In March, COVID “happened” and everything changed. State Street was closed off to traffic and turned into a pedestrian mall. The role of all bikes — and certainly electric bikes — in this new reality suddenly became subject for heated debate.

Then the city’s Historic Landmarks Committee (HLC) jumped in, objecting first to the color of the bike-share docks and then to whether public city streets should be yielded to a private company. City transportation planners — enthusiastically in support of the Trek program — insisted the HLC had no purview over such matters.

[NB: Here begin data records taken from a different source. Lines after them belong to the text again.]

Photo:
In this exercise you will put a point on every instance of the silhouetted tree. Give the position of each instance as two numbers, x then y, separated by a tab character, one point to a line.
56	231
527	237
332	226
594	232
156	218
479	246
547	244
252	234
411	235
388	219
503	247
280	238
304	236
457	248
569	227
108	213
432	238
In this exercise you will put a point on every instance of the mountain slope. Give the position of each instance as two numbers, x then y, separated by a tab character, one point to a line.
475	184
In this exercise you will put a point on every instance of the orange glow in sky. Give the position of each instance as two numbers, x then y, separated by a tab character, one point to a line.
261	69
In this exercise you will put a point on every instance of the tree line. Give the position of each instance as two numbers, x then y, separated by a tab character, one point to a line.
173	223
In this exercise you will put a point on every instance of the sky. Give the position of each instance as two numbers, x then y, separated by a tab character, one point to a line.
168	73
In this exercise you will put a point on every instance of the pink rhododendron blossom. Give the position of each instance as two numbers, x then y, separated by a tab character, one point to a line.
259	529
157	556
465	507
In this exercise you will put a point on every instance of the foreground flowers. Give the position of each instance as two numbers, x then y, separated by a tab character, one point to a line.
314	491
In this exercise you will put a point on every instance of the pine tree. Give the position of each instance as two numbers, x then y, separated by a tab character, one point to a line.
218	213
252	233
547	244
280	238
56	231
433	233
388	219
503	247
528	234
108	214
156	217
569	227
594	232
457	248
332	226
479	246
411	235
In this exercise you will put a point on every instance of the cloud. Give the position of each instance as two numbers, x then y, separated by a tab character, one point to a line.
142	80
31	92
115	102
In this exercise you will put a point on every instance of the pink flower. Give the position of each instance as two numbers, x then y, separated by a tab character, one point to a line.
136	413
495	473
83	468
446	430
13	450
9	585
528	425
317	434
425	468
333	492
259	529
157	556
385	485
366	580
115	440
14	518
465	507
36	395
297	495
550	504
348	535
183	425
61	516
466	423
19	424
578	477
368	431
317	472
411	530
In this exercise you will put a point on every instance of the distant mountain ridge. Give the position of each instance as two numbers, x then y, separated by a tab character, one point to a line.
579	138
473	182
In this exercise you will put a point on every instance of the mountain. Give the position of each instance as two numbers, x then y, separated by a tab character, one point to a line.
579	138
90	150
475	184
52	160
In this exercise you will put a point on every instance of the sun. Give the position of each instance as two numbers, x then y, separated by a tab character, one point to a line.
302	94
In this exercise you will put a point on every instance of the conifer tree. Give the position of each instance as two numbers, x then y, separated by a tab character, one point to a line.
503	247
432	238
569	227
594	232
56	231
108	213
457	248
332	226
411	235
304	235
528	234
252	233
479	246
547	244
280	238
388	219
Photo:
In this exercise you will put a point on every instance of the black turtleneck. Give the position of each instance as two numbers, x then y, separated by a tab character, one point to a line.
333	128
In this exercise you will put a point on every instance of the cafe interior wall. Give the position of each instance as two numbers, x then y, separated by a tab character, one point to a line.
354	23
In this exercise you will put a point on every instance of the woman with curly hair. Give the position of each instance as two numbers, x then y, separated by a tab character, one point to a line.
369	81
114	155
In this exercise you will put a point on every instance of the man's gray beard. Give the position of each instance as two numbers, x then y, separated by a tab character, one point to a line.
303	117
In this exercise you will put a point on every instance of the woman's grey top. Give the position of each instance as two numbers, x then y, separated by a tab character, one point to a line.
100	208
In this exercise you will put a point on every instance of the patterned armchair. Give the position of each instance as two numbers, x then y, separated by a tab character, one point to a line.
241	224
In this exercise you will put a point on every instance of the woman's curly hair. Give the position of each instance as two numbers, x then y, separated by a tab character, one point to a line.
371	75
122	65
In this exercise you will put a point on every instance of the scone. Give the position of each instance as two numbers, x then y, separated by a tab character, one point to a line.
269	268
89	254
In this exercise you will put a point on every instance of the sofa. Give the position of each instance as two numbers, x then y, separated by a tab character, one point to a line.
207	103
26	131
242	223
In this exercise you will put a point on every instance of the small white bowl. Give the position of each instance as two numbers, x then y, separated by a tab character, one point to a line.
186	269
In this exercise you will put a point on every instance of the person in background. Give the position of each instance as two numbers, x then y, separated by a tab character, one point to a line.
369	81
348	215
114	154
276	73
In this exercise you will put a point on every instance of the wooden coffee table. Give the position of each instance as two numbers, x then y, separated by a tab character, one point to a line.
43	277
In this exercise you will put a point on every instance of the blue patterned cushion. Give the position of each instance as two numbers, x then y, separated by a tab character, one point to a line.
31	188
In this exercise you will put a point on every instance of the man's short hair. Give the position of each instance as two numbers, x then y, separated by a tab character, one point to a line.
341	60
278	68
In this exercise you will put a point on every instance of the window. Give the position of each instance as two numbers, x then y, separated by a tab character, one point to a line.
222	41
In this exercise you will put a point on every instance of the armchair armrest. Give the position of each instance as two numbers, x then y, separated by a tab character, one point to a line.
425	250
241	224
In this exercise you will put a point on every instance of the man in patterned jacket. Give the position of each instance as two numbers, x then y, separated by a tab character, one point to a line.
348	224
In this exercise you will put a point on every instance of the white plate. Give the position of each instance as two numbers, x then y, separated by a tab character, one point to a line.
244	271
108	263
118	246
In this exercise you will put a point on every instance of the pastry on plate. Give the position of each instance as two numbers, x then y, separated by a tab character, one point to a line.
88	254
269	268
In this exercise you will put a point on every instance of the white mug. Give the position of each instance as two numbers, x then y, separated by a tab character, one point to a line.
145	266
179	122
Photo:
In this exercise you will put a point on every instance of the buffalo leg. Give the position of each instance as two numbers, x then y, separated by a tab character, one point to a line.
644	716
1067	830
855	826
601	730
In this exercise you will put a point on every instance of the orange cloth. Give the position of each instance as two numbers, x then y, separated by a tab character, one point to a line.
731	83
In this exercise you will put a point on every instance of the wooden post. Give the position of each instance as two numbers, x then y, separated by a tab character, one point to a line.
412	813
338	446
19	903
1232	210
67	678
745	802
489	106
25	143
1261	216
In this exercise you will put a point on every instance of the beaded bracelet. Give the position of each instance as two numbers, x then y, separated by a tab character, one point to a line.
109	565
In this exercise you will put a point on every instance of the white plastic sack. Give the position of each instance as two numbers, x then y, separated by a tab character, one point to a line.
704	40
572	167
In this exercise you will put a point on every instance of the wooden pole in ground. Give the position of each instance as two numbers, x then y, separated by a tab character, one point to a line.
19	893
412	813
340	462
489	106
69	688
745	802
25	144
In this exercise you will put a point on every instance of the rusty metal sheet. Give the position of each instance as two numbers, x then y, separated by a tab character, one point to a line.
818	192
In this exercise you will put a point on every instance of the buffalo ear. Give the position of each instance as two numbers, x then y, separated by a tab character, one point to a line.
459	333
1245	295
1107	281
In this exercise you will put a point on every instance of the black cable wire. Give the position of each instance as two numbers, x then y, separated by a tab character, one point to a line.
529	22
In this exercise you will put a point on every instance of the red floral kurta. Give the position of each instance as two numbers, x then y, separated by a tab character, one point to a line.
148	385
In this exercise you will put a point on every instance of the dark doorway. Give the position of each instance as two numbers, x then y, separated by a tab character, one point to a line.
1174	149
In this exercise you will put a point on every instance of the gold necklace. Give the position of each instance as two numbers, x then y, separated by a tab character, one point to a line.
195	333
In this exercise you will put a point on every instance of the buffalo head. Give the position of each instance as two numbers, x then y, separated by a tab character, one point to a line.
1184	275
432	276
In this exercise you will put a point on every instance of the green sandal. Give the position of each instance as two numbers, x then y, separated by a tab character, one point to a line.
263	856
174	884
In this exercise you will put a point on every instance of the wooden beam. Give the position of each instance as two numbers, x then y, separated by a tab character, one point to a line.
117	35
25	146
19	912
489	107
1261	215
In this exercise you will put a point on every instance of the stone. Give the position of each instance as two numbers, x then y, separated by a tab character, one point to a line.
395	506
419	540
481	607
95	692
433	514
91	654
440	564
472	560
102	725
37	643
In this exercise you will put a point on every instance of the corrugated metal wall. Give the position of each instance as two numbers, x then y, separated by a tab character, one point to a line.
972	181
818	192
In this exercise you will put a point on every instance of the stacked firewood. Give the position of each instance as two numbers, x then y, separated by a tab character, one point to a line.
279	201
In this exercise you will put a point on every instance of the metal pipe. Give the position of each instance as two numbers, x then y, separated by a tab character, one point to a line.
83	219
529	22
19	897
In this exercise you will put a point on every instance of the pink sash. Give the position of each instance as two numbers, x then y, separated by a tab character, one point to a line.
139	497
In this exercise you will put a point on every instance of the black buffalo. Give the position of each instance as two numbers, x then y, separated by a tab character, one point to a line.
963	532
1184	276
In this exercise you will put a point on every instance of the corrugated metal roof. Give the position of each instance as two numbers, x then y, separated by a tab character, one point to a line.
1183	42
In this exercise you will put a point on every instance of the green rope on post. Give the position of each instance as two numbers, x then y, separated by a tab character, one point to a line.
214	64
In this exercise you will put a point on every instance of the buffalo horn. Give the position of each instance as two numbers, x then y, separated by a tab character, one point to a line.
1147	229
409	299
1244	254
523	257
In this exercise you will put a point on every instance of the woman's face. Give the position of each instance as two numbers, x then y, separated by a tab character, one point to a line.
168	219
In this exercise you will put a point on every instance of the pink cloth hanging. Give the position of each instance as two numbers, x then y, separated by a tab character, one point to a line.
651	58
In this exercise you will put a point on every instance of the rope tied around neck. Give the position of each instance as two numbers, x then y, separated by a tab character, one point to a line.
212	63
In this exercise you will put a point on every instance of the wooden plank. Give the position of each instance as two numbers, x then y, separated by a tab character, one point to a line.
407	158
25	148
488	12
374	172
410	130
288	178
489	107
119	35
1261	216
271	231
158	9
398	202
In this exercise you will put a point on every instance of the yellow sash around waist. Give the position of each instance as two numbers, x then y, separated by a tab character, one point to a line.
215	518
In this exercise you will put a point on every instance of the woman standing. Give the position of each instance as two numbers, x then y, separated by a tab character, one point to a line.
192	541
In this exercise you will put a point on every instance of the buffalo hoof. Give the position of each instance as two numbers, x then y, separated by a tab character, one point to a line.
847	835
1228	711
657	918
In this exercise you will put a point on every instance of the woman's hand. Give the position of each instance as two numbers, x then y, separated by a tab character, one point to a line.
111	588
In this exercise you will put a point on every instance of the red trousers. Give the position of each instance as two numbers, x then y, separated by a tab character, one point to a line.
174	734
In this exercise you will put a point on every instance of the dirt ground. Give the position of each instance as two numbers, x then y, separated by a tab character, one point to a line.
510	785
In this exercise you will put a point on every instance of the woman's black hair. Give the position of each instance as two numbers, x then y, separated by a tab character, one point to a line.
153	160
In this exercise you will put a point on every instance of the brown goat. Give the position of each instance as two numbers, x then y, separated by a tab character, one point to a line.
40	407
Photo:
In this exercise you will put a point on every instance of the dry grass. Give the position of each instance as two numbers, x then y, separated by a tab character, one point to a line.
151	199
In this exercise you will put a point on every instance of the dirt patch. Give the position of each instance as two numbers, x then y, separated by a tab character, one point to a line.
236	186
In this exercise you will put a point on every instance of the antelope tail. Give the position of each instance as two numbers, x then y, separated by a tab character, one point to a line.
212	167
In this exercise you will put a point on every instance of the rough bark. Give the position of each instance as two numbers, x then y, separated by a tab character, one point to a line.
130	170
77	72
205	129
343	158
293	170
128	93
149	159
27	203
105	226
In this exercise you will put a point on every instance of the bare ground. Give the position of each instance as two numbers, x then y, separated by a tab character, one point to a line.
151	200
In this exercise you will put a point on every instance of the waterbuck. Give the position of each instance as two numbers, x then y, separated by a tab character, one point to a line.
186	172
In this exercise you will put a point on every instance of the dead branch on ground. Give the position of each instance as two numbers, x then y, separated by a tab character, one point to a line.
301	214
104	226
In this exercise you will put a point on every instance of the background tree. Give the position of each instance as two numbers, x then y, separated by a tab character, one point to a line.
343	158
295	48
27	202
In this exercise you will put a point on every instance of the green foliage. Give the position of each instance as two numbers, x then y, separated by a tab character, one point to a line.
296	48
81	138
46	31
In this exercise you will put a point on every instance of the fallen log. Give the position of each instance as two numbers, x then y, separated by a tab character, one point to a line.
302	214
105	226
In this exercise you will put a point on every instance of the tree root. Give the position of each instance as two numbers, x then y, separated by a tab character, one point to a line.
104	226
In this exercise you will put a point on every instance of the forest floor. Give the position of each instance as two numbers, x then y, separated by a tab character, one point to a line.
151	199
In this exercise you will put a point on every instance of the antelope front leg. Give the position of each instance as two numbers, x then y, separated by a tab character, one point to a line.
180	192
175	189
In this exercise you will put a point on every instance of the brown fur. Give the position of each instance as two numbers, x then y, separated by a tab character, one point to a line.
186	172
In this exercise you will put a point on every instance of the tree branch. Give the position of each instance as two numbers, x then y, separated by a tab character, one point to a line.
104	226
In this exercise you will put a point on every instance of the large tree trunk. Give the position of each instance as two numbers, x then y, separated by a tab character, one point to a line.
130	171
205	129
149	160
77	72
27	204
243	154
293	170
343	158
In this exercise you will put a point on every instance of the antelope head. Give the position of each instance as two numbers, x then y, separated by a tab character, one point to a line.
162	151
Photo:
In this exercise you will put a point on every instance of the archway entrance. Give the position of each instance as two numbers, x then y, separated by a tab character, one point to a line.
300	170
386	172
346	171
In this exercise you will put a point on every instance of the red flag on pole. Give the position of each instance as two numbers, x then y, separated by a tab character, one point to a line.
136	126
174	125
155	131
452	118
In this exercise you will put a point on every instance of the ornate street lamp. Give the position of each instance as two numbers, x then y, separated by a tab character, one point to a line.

Given that the bike-share program is part of a three-year trial run, they persuaded the council, the program could proceed.

Now confronting BCycle is City Hall watchdog Anna Marie Gott, who contends the Planning Commission essentially granted the bike-share program “a blank check” to locate its docking stations and kiosks along the waterfront based upon the market needs of the program. She argued the program could inflict visual damage to waterfront views and pose a safety hazard in such a congested part of town. The council almost never overturns its Planning Commission, so it’s considered unlikely in the extreme that Gott’s appeal will prevail.

Still, it adds an element of uncertainty. The waterfront is considered an essential element of the bike-share program, both financially and functionally. The hope and promise of the program were always that it could connect downtown, the Funk Zone, and the waterfront without cars or parking. Downtown landlord Jim Knell of SIMA Management has sung the electric bike’s praise as a vehicle by which Santa Barbara’s ailing downtown might experience some financial rejuvenation. For BCycle, more immediately, the waterfront offers a wealth of customers without whom the project will not pencil out.

Whatever happens this Thursday, Rosenberg said people will see the bikes being put out on the street. Whether it’s raining or not, she said, they’ll know they’re available.

CORRECTION: Jack Callahan was misidentified in the photo caption of an earlier version of this story.